Rendering Rails Reuseless??

Normally I prefer trying to write an original text of my own; but in this case I can’t help but pass the word. This post thought the words out loud right out of my mouth: Reuse is vastly overrated, by Rails creator David Heinemeier Hansson. Quote:

Reuse only works well when the particular instances are so similar that you’re willing to trade the small differences for the increased productivity. That’s often the case for infrastructure, such as Rails, but rarely the case for business logic […]

I agree so wholeheartedly because I’ve seen so many counter-efficient examples of reuse in applications. Done by programmers twisting and tweaking their code to make reuse possible in the first place, and endlessly after to keep all the dependant code working when changes have to be made. Pray that the reusable code has been thoroughly documented if you are the one having to maintain it. You wouldn’t be the first to realize that rewriting might be faster than reinventing the reasoning behind the reusable code.

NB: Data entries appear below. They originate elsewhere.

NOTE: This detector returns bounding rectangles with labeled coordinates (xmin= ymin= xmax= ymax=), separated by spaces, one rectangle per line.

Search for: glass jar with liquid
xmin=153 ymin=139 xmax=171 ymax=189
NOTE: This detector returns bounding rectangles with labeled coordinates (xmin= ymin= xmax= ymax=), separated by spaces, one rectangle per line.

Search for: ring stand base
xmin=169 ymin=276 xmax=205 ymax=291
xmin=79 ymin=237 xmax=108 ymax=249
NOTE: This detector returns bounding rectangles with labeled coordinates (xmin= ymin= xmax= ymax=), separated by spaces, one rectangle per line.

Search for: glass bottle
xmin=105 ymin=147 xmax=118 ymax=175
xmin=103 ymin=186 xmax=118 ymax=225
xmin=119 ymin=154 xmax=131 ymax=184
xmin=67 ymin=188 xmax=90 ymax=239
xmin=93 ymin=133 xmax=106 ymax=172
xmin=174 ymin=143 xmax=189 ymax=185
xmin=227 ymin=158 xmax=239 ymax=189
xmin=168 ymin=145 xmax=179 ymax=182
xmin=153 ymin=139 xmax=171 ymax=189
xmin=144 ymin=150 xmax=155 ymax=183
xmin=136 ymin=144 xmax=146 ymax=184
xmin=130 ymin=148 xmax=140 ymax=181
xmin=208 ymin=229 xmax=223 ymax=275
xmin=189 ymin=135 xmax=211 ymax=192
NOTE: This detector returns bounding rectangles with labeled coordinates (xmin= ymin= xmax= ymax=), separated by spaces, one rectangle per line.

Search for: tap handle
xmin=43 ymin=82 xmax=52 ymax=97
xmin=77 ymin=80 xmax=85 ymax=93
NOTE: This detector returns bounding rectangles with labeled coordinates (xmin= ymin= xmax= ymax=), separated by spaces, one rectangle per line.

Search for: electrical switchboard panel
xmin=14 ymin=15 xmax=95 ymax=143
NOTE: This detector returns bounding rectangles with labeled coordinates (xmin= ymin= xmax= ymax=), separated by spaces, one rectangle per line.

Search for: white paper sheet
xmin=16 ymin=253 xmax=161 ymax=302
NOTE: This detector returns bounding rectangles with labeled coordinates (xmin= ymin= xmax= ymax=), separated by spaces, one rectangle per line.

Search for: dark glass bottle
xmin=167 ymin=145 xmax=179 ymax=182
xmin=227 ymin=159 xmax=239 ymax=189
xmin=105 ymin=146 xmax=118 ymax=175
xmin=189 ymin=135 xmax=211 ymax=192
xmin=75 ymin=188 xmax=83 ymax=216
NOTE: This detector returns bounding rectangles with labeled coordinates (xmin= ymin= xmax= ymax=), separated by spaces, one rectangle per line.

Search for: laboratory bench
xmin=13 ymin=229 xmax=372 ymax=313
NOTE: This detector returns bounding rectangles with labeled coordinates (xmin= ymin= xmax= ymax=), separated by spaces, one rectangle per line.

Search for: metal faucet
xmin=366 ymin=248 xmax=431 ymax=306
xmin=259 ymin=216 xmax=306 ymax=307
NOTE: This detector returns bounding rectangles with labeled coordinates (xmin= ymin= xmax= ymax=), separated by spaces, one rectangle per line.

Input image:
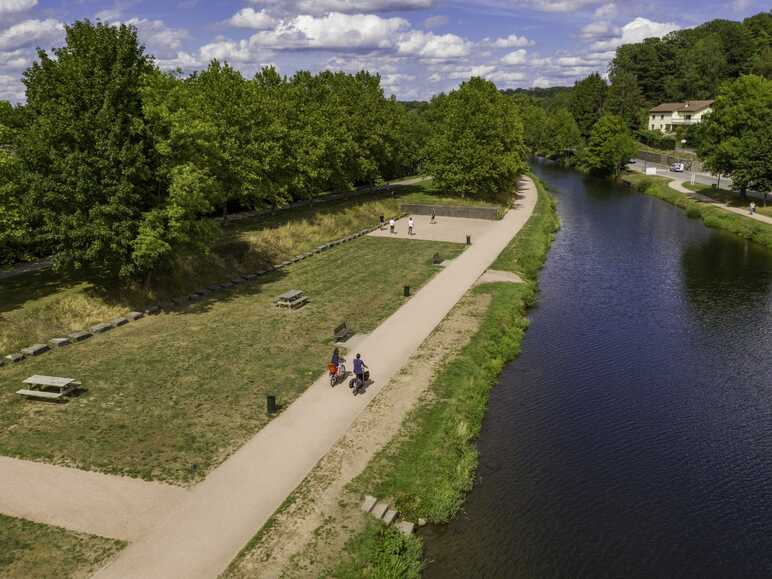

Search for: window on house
xmin=685 ymin=114 xmax=692 ymax=120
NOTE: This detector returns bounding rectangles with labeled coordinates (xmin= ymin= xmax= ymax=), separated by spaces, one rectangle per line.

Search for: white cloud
xmin=501 ymin=48 xmax=527 ymax=65
xmin=228 ymin=8 xmax=277 ymax=30
xmin=0 ymin=47 xmax=28 ymax=68
xmin=592 ymin=17 xmax=680 ymax=50
xmin=124 ymin=18 xmax=189 ymax=59
xmin=250 ymin=12 xmax=408 ymax=50
xmin=423 ymin=14 xmax=448 ymax=29
xmin=200 ymin=39 xmax=254 ymax=62
xmin=0 ymin=73 xmax=23 ymax=100
xmin=494 ymin=0 xmax=605 ymax=12
xmin=0 ymin=0 xmax=37 ymax=16
xmin=593 ymin=2 xmax=616 ymax=19
xmin=532 ymin=76 xmax=552 ymax=88
xmin=397 ymin=30 xmax=471 ymax=59
xmin=581 ymin=20 xmax=619 ymax=39
xmin=0 ymin=18 xmax=63 ymax=51
xmin=487 ymin=34 xmax=533 ymax=48
xmin=248 ymin=0 xmax=434 ymax=14
xmin=156 ymin=50 xmax=201 ymax=70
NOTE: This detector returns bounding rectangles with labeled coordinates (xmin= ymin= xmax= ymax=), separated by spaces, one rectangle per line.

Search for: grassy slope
xmin=682 ymin=182 xmax=772 ymax=218
xmin=624 ymin=174 xmax=772 ymax=250
xmin=0 ymin=237 xmax=462 ymax=484
xmin=327 ymin=179 xmax=559 ymax=576
xmin=0 ymin=179 xmax=500 ymax=354
xmin=0 ymin=514 xmax=124 ymax=578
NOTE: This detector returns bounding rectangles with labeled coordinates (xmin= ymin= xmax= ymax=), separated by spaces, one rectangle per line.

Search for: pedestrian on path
xmin=389 ymin=218 xmax=396 ymax=234
xmin=430 ymin=208 xmax=437 ymax=224
xmin=379 ymin=215 xmax=385 ymax=230
xmin=750 ymin=202 xmax=756 ymax=215
xmin=408 ymin=217 xmax=415 ymax=236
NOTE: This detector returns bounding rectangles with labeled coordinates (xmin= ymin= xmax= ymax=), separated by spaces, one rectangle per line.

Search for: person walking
xmin=351 ymin=353 xmax=368 ymax=394
xmin=430 ymin=208 xmax=436 ymax=224
xmin=389 ymin=218 xmax=396 ymax=234
xmin=408 ymin=217 xmax=415 ymax=236
xmin=379 ymin=215 xmax=385 ymax=230
xmin=750 ymin=202 xmax=757 ymax=215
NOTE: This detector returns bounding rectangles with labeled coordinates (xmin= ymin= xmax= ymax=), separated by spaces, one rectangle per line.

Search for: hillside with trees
xmin=512 ymin=10 xmax=771 ymax=176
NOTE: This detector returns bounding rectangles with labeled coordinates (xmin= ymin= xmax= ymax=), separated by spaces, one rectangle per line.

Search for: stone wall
xmin=638 ymin=150 xmax=703 ymax=172
xmin=399 ymin=204 xmax=500 ymax=221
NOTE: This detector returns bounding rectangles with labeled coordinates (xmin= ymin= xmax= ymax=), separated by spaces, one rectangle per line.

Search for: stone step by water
xmin=110 ymin=317 xmax=129 ymax=328
xmin=127 ymin=311 xmax=144 ymax=321
xmin=5 ymin=352 xmax=24 ymax=363
xmin=361 ymin=495 xmax=377 ymax=513
xmin=382 ymin=509 xmax=398 ymax=525
xmin=21 ymin=344 xmax=49 ymax=357
xmin=145 ymin=305 xmax=161 ymax=315
xmin=371 ymin=501 xmax=390 ymax=520
xmin=395 ymin=521 xmax=415 ymax=536
xmin=49 ymin=337 xmax=71 ymax=348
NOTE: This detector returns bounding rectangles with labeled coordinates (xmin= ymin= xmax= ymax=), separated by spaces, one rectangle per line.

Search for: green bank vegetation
xmin=0 ymin=514 xmax=124 ymax=578
xmin=0 ymin=237 xmax=462 ymax=484
xmin=327 ymin=178 xmax=559 ymax=575
xmin=624 ymin=174 xmax=772 ymax=250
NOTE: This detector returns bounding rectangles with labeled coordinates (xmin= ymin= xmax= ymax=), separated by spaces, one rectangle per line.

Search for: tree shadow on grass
xmin=0 ymin=268 xmax=83 ymax=314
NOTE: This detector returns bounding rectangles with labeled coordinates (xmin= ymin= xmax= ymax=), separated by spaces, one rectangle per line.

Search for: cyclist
xmin=352 ymin=353 xmax=368 ymax=390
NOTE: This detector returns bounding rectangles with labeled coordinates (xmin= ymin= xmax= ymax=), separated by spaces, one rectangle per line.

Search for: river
xmin=422 ymin=160 xmax=772 ymax=578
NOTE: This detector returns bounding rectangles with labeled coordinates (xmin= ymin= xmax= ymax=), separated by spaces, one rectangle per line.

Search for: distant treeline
xmin=0 ymin=21 xmax=525 ymax=279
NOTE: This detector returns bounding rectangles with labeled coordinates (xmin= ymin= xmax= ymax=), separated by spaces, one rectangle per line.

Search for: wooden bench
xmin=334 ymin=322 xmax=353 ymax=342
xmin=16 ymin=375 xmax=80 ymax=402
xmin=274 ymin=289 xmax=309 ymax=310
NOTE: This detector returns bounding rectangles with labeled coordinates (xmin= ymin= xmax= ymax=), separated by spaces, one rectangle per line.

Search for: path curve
xmin=91 ymin=177 xmax=538 ymax=579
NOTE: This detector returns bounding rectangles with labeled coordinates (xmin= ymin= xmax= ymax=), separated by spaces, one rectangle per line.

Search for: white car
xmin=670 ymin=162 xmax=685 ymax=172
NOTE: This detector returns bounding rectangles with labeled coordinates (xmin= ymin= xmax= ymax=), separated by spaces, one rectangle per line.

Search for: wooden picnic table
xmin=17 ymin=375 xmax=80 ymax=401
xmin=275 ymin=289 xmax=309 ymax=309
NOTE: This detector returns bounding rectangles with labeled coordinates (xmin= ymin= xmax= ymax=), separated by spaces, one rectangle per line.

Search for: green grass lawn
xmin=682 ymin=182 xmax=772 ymax=217
xmin=0 ymin=237 xmax=463 ymax=484
xmin=0 ymin=514 xmax=124 ymax=578
xmin=0 ymin=179 xmax=501 ymax=354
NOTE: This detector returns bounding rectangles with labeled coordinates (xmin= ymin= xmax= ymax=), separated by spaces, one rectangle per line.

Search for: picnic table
xmin=275 ymin=289 xmax=309 ymax=310
xmin=16 ymin=375 xmax=80 ymax=401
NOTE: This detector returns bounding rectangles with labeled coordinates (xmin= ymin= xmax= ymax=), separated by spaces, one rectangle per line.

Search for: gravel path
xmin=91 ymin=177 xmax=538 ymax=579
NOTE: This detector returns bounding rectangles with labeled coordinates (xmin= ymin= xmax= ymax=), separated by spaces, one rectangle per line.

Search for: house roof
xmin=650 ymin=100 xmax=714 ymax=113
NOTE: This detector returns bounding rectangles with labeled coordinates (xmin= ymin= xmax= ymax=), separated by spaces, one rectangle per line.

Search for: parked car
xmin=670 ymin=162 xmax=685 ymax=172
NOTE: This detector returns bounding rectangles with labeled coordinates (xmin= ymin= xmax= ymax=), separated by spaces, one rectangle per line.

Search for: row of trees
xmin=0 ymin=20 xmax=527 ymax=280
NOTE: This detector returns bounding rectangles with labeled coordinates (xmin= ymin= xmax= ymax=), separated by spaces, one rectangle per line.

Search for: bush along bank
xmin=624 ymin=174 xmax=772 ymax=250
xmin=327 ymin=178 xmax=559 ymax=577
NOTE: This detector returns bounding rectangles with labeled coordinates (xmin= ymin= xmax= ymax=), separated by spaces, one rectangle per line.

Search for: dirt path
xmin=0 ymin=457 xmax=188 ymax=541
xmin=90 ymin=177 xmax=537 ymax=579
xmin=225 ymin=292 xmax=492 ymax=578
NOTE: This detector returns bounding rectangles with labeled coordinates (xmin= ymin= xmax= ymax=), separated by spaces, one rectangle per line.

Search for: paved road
xmin=667 ymin=179 xmax=772 ymax=226
xmin=93 ymin=177 xmax=538 ymax=579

In our current (Java) project, we quickly found out that we were going to need a similar search popup throughout the application. Users wanted to search for different types of relations (clients, companies, partner companies, intermediaries, etcetera) in different usecases. So we made one generic, reusable popup that could find them all. Generic, because the search and result fields are parameterizable; only the calls to the backend business methods (that are not so generic) differ.
This setup worked fine until in one usecase an extra requirement was added for a two-level search: search a client, than select one of his insurance policies. We couldn’t “trade the differences for increased productivity”: the client usually gets what the client wants. We didn’t want to make such a large extension to the original popup code, because several usecases using that had already been tested and marked complete. So it was decided that we would pop out a new popup, which could still benefit from the original popup: much of the code could be ‘reused’, as in ‘duplicated’. After that, more specialized popups were soon to follow.
We still have a lot of uses for the original popup though, where the basic functionality is sufficient for that particular usecase. I guess it’s a case of knowing when to stop trying to be reusable and not be too afraid to duplicate some code if you have to. In a sense, rewriting sped up by duplicating existing code is just another form of code reuse.

2006-01-21. 2 responses.

Comments

  1. […] Danny Lagrouw has commented on a blog entry called Reuse is vastly overrated by David Heinemeier Hansson. Basically, the conclusion is that often reuse is simply not worth the struggle. […]

  2. I think the lesson is that reuse has its limits. Just think of all the time saved by using the basic popup functionality throughout the application, instead of focusing on the fact that one specialized popup had to be done. As with anything, it’s easy to go overboard with reuse.